Kottappadi Football Stadium
- Location: Down Hill, Malappuram
- Operator: Malappuram District Sports Council
- Capacity: 8,000
- Surface: Grass

Construction
- Cost: $ 3 million
- Architect: KITCO India

Tenant
- Kerala Premier League;

= Kottappadi Football Stadium, Malappuram =

Football stadium in Malappuram, India

Kottappadi Football Stadium, also known as Malappuram Stadium, is a historic football stadium in Malappuram, Kerala. It is under the management of Malappuram District Sports Council, located right at the heart of CBD of Malappuram.
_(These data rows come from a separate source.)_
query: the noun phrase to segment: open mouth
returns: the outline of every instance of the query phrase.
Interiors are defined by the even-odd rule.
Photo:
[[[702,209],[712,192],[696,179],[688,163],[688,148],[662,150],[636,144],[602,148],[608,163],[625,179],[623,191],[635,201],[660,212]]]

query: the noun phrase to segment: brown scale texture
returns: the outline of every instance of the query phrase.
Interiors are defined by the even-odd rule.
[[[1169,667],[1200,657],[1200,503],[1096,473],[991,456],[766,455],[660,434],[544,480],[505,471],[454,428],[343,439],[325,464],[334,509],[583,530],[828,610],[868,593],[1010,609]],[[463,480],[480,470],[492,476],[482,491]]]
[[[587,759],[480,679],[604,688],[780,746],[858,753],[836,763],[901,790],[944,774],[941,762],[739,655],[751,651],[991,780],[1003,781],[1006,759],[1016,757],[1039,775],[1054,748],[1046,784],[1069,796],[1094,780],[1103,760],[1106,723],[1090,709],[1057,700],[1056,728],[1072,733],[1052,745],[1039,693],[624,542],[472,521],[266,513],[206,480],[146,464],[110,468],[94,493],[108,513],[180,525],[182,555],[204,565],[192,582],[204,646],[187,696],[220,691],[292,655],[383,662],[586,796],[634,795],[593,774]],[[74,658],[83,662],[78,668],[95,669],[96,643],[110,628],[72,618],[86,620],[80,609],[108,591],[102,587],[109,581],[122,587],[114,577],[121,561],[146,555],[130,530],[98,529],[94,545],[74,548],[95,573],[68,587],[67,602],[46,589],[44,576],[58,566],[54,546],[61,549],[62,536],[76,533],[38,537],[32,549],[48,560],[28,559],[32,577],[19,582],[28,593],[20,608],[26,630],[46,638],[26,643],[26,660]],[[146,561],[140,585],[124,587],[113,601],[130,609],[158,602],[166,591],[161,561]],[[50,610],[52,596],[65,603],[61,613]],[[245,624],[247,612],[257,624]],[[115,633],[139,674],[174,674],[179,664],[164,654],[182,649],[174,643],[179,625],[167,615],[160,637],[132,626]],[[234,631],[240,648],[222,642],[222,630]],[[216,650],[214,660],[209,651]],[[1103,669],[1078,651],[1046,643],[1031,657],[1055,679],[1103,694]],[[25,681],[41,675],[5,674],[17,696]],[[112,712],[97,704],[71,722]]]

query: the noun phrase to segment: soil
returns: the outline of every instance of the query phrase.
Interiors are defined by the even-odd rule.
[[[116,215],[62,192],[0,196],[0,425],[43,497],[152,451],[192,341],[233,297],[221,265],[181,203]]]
Malappuram is unequivocally considered to be the cradle of Indian football, and this stadium owns much of credit.

==History==
The historic Kottapadi Maidan or Kavathu Parambu as it was called back then, saw the elders playing barefoot with the British Army, eventually going on to become a symbol of Malappuram’s football-centric culture. Late Irumban Moideen who started playing at Kottappadi joined Royal Indian Air Force and represented India.

==Events==
Post Independence, the first official tournament reported to have been hosted by the stadium was the Moidu Memorial All-Kerala Football Tournament held in 1952. All-India Civil Service Tournament, Kerala Premier League, Kerala State Club Football Championship, were notable competitions organised at the stadium.

==Coaching & practice==
Currently Kerala Blasters FC coaching center is stationed here, along with city level coaching provided by municipality. The stadium is home ground for Malappuram FC and was the practice turf for Gokulam FC. In the 2019–20 Kerala Premier League, the stadium served as home ground for Real Malabar FC & Luca Soccer Club.